The Case for Post Image Capture
Processing
While I would dearly love to have all
the images taken directly off my camera's memory card to be
immediately viewable for public consumption, I find more often than
not, that the images do not initially live up to my expectation.
Recently I came back from a photo shoot and sat down in front of the
computer to view what I had captured. I was sure I had some good
images as I had taken my tripod and bracketed many of my shots. I
had set my camera's white balance for “Cloudy” as it was a
gloomy, cloudy late afternoon (well into the pre-dusk time period).
Well, I was quite dissapointed when I saw the result. It seems that our eyes and the human mind have a great capability to compensate for
ambient colour temperature and areas of darkness/shadow in the
subject scene. Not so for the camera – it records things
pretty much as they are and not as you may have perceived the subject
matter.

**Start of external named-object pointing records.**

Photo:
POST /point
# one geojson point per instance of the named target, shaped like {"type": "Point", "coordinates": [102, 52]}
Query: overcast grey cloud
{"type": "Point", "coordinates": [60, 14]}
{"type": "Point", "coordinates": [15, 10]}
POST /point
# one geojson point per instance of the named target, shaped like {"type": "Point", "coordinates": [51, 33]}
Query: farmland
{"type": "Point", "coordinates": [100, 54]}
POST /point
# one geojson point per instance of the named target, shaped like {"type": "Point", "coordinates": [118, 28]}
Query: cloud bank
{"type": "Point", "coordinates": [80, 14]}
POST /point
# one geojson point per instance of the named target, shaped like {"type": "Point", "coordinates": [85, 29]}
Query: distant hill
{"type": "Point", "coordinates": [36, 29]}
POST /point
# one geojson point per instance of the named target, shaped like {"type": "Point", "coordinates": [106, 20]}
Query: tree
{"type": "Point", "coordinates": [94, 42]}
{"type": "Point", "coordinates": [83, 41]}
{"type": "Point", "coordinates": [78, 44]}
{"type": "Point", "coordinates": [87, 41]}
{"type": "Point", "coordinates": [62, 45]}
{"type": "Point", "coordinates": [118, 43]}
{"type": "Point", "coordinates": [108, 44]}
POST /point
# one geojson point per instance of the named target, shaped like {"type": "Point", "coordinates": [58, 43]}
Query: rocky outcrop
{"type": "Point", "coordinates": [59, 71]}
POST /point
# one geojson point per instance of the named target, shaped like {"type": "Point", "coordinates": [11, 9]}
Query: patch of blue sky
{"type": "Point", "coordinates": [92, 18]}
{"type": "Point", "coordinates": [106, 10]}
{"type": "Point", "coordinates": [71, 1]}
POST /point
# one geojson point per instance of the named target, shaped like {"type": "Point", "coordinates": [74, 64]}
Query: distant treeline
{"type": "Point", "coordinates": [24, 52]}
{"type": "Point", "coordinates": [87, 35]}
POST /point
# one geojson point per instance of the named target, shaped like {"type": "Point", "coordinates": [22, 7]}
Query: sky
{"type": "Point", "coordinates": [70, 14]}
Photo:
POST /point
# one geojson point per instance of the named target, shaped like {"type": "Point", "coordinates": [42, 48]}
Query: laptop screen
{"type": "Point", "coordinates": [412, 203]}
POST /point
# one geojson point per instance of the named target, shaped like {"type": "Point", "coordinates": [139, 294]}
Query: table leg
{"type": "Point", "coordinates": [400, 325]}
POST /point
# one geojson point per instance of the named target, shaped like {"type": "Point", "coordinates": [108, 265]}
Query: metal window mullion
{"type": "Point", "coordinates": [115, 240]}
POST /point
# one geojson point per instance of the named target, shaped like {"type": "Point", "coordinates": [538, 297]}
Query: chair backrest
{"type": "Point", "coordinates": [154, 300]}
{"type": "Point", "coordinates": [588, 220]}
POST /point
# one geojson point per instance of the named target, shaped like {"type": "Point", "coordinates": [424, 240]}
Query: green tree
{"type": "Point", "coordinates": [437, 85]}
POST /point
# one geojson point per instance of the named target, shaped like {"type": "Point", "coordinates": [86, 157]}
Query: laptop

The shot below was taken with my Nikon D5100 on a tripod using a long exposure – 1 sec. f/8.0 at ISO 400. I was saving both raw and jpg files. The shot below
is the jpg that came out of the camera. The raw file was even more
dull and lifeless.
Well, I decided to give the raw image a
little uplift in order to reproduce what I was trying to capture when
I originally took the photo. I used my trusted GIMP image editor along with
its UFRaw plugin for handling raw image files. It didn't take much.
I altered the white balance, utilized the shadow recovery plugin (to
bring out some colour under the eaves), used an unsharp mask to
sharpen the bricks and cropped a small bit from the right hand side
to achieve the symmetry I wanted for the shot. The result is as
follows:
This is precisely the image that I was
trying to originally capture. GIMP to the rescue!